I'll be sure to cover up, and trim their claws before hand!!


----------



## cats4eva (Mar 21, 2008)

bee112 said:


> hmmmm I am tempted now!
> 
> I'll be sure to cover up, and trim their claws before hand!!


If you take will you take some before, after, wet and dry pics? x


----------



## Saynamore (Feb 28, 2008)

Angeli said:


> How bad is Vic with keeping his bottom clean then?
> Guess it must be pretty bad if you have to resort to butt bathing when it happens.

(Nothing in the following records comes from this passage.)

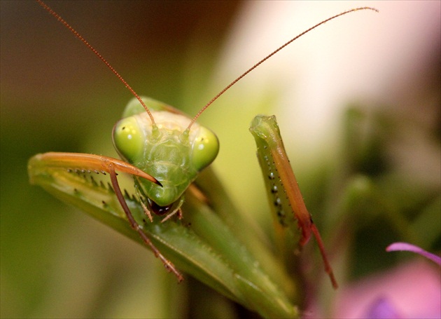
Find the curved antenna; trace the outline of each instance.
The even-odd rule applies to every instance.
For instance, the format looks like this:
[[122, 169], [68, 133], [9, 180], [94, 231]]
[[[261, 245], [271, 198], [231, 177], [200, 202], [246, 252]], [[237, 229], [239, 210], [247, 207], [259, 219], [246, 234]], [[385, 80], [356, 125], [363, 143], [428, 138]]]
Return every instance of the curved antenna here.
[[265, 57], [263, 59], [262, 59], [260, 61], [259, 61], [258, 62], [257, 62], [255, 65], [253, 65], [251, 67], [250, 67], [248, 70], [246, 70], [245, 72], [244, 72], [241, 76], [239, 76], [239, 77], [237, 77], [234, 81], [233, 81], [232, 82], [231, 82], [230, 84], [228, 84], [223, 90], [222, 90], [220, 92], [219, 92], [214, 97], [213, 97], [208, 103], [206, 103], [205, 104], [205, 106], [204, 107], [202, 107], [200, 111], [199, 112], [197, 112], [197, 114], [196, 114], [196, 116], [193, 118], [192, 120], [191, 120], [191, 122], [190, 122], [190, 125], [187, 127], [188, 130], [190, 130], [190, 128], [191, 128], [191, 126], [193, 125], [193, 123], [196, 121], [196, 120], [197, 119], [197, 118], [204, 112], [204, 111], [205, 111], [208, 107], [209, 107], [210, 105], [211, 105], [211, 104], [216, 101], [220, 95], [222, 95], [223, 93], [225, 93], [225, 91], [227, 90], [228, 90], [230, 88], [231, 88], [232, 86], [234, 86], [234, 84], [236, 84], [237, 82], [239, 82], [239, 80], [241, 80], [244, 76], [245, 76], [246, 74], [248, 74], [248, 73], [250, 73], [251, 71], [253, 71], [254, 69], [255, 69], [256, 67], [258, 67], [259, 65], [260, 65], [262, 63], [263, 63], [264, 62], [265, 62], [267, 60], [268, 60], [270, 57], [271, 57], [272, 56], [273, 56], [274, 54], [276, 54], [276, 53], [278, 53], [279, 51], [280, 51], [281, 49], [283, 49], [284, 48], [285, 48], [286, 46], [288, 46], [288, 44], [290, 44], [292, 42], [293, 42], [295, 40], [297, 40], [298, 39], [299, 39], [300, 36], [302, 36], [302, 35], [308, 33], [309, 31], [313, 30], [314, 29], [316, 28], [317, 27], [323, 25], [323, 23], [326, 23], [328, 21], [330, 21], [332, 19], [335, 19], [336, 18], [338, 18], [341, 15], [346, 15], [347, 13], [350, 13], [351, 12], [354, 12], [354, 11], [358, 11], [360, 10], [372, 10], [373, 11], [375, 12], [379, 12], [377, 9], [376, 9], [375, 8], [371, 8], [371, 7], [368, 7], [368, 6], [365, 6], [365, 7], [361, 7], [361, 8], [355, 8], [354, 9], [351, 9], [351, 10], [348, 10], [347, 11], [344, 11], [342, 12], [341, 13], [339, 13], [337, 15], [334, 15], [333, 17], [330, 17], [328, 18], [326, 20], [323, 20], [322, 22], [321, 22], [320, 23], [317, 23], [316, 25], [314, 25], [314, 27], [311, 27], [309, 29], [308, 29], [307, 30], [304, 31], [303, 32], [302, 32], [301, 34], [300, 34], [299, 35], [298, 35], [297, 36], [291, 39], [290, 41], [288, 41], [288, 42], [286, 42], [285, 44], [284, 44], [283, 46], [280, 46], [279, 48], [277, 48], [276, 50], [274, 50], [273, 52], [272, 52], [271, 53], [270, 53], [268, 55], [267, 55], [266, 57]]
[[92, 52], [95, 53], [95, 55], [98, 57], [99, 57], [99, 59], [103, 62], [104, 62], [104, 64], [107, 66], [107, 67], [108, 67], [111, 69], [111, 71], [112, 72], [113, 72], [113, 74], [116, 76], [116, 77], [118, 77], [120, 79], [120, 81], [124, 83], [125, 87], [129, 89], [129, 90], [132, 93], [132, 94], [133, 94], [135, 96], [135, 97], [136, 97], [136, 99], [138, 99], [138, 101], [139, 101], [139, 102], [141, 104], [141, 105], [146, 109], [146, 111], [148, 114], [148, 116], [150, 116], [150, 120], [152, 121], [152, 125], [155, 125], [155, 119], [153, 118], [153, 116], [152, 115], [152, 114], [150, 113], [150, 110], [148, 109], [148, 107], [147, 107], [147, 105], [146, 105], [146, 104], [144, 102], [144, 101], [141, 100], [141, 98], [139, 97], [139, 95], [138, 95], [138, 94], [136, 94], [136, 93], [134, 91], [134, 90], [133, 88], [132, 88], [132, 87], [129, 85], [129, 83], [127, 83], [126, 81], [124, 79], [122, 79], [122, 76], [121, 76], [120, 75], [120, 74], [118, 73], [115, 69], [113, 69], [113, 67], [112, 67], [111, 65], [111, 64], [109, 62], [108, 62], [107, 60], [106, 59], [104, 59], [103, 57], [103, 56], [101, 54], [99, 54], [99, 53], [93, 46], [92, 46], [90, 44], [89, 44], [89, 42], [88, 42], [85, 39], [84, 39], [79, 33], [78, 33], [75, 29], [74, 29], [72, 27], [71, 27], [71, 25], [69, 23], [67, 23], [64, 20], [64, 19], [63, 19], [62, 17], [60, 17], [58, 13], [57, 13], [55, 11], [52, 10], [52, 8], [50, 8], [50, 7], [49, 6], [48, 6], [46, 4], [43, 2], [41, 0], [36, 0], [36, 1], [38, 3], [38, 4], [40, 6], [41, 6], [43, 8], [45, 8], [49, 13], [50, 13], [52, 15], [55, 17], [58, 21], [59, 21], [63, 25], [64, 25], [64, 27], [66, 27], [67, 29], [69, 29], [75, 35], [75, 36], [76, 36], [80, 40], [81, 40], [81, 41], [84, 44], [85, 44], [86, 46], [88, 48], [89, 48], [92, 50]]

Oh he's a bugga Angelina, must be the way he squats or something  The other littlun, Ugly Betty, she is fine doesnt get anything on herself. Do you not get it with any of yours


----------



## bee112 (Apr 12, 2008)

cats4eva said:


> If you take will you take some before, after, wet and dry pics? x


he he yes I'll give it a go tomorrow! lol


----------



## Saynamore (Feb 28, 2008)

Best of British to you Bee, lol


----------



## Angeli (Jun 2, 2008)

Yes I do and it tends to be the boys that do this (it would wouldn't it)

If its not too bad I let it dry then whoosh some powder there and brush it out, but for the ones that I show I wash it off because as you say the risk of staining you dont want for a show that's coming up.


----------



## Saynamore (Feb 28, 2008)

Yeah with Victor being cream/white, darent risk it and he is fine having his bath, its good to get them used to it whilst they are young and gives the new owner an easier life too if they need to do it


----------



## cats4eva (Mar 21, 2008)

Did enjoy ya Jo Brand show Say??


----------



## Saynamore (Feb 28, 2008)

Yeah did Trace, she is brilliant. Did you not go to bed last night? I seen a post from you on another thread at four in the morning!  I was giving it loads of zzzzzzzzzzzzzzzzzzzzzz's by that time, lol


----------



## cats4eva (Mar 21, 2008)

Saynamore said:


> Yeah did Trace, she is brilliant. Did you not go to bed last night? I seen a post from you on another thread at four in the morning!  I was giving it loads of zzzzzzzzzzzzzzzzzzzzzz's by that time, lol


LOL Pretty much standard procedure for me these days - I go bed anytime between 3-5am and get up at 8am  Think its because I work from home so Ive always got something to do! Mind never rests properly.

So when I say I spend all my time with my cats I really do haha  Had one climbing the curtains at half three this morning and the rest chasing each other round the room


----------



## Saynamore (Feb 28, 2008)

Oh I couldnt survive on such little sleep  Off to a barbi at mum's house today so hope the sun keeps shining for it


----------